RuntimeError cuDNN error CUDNN_STATUS_EXECUTION_FAILED Solution

发表于 2020-01-03 更新于 2022-08-18 分类于 Machine Learning 评论：阅读次数：

RuntimeError: cuDNN error: CUDNN_STATUS_EXECUTION_FAILED

When you encountered the above issue and Google it, you will find lots of discussions. Unfortunately, very rare of them are useful and work.

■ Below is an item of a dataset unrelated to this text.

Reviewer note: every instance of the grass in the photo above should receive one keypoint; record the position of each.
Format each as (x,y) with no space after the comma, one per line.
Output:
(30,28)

Actually, the root cause is pytorch/cuda/python compatibility issue.

Solution

The solution is straightforward. Simply downgrade pytorch and install a different version of cuda or python would be fine.

My environment:

Ubuntu 18.04 LTS
Python 3.6.9
PyTorch 1.3.0
cuda 10.1

This command resolved my issue (PyTorch version really matters! from 1.3.0 to 1.2.0):

conda install pytorch==1.2.0 torchvision==0.4.0 cudatoolkit=10.0 -c pytorch

If you use conda, you can refer to this page to find a working combination (downgrade might be better than upgrade...): INSTALLING PREVIOUS VERSIONS OF PYTORCH

Detailed Error Message

$ python seq2seq.py
Traceback (most recent call last):
  File "seq2seq.py", line 311, in <module>
    trainIters(encoder, attndecoder, 75000, print_every=5000)
  File "seq2seq.py", line 289, in trainIters
    decoder, encoder_optimizer, decoder_optimizer, criterion)
  File "seq2seq.py", line 233, in train
    encoder_output, encoder_hidden = encoder(input_tensor[ei], encoder_hidden)
  File "/home/user/miniconda3/envs/torch/lib/python3.7/site-packages/torch/nn/modules/module.py", line 541, in __call__
    result = self.forward(*input, **kwargs)
  File "seq2seq.py", line 154, in forward
    output, hidden = self.gru(output, hidden)
  File "/home/user/miniconda3/envs/torch/lib/python3.7/site-packages/torch/nn/modules/module.py", line 541, in __call__
    result = self.forward(*input, **kwargs)
  File "/home/user/miniconda3/envs/torch/lib/python3.7/site-packages/torch/nn/modules/rnn.py", line 729, in forward
    return self.forward_tensor(input, hx)
  File "/home/user/miniconda3/envs/torch/lib/python3.7/site-packages/torch/nn/modules/rnn.py", line 721, in forward_tensor
    output, hidden = self.forward_impl(input, hx, batch_sizes, max_batch_size, sorted_indices)
  File "/home/user/miniconda3/envs/torch/lib/python3.7/site-packages/torch/nn/modules/rnn.py", line 699, in forward_impl
    result = self.run_impl(input, hx, batch_sizes)
  File "/home/user/miniconda3/envs/torch/lib/python3.7/site-packages/torch/nn/modules/rnn.py", line 680, in run_impl
    self.dropout, self.training, self.bidirectional, self.batch_first)
RuntimeError: cuDNN error: CUDNN_STATUS_EXECUTION_FAILED

DO NOT Upgrade Ubuntu

Someone said newer Ubuntu fixed some low-level libraries. I upgraded Ubuntu from 14.04 to 16.04 and then to 18.04, nothing happened.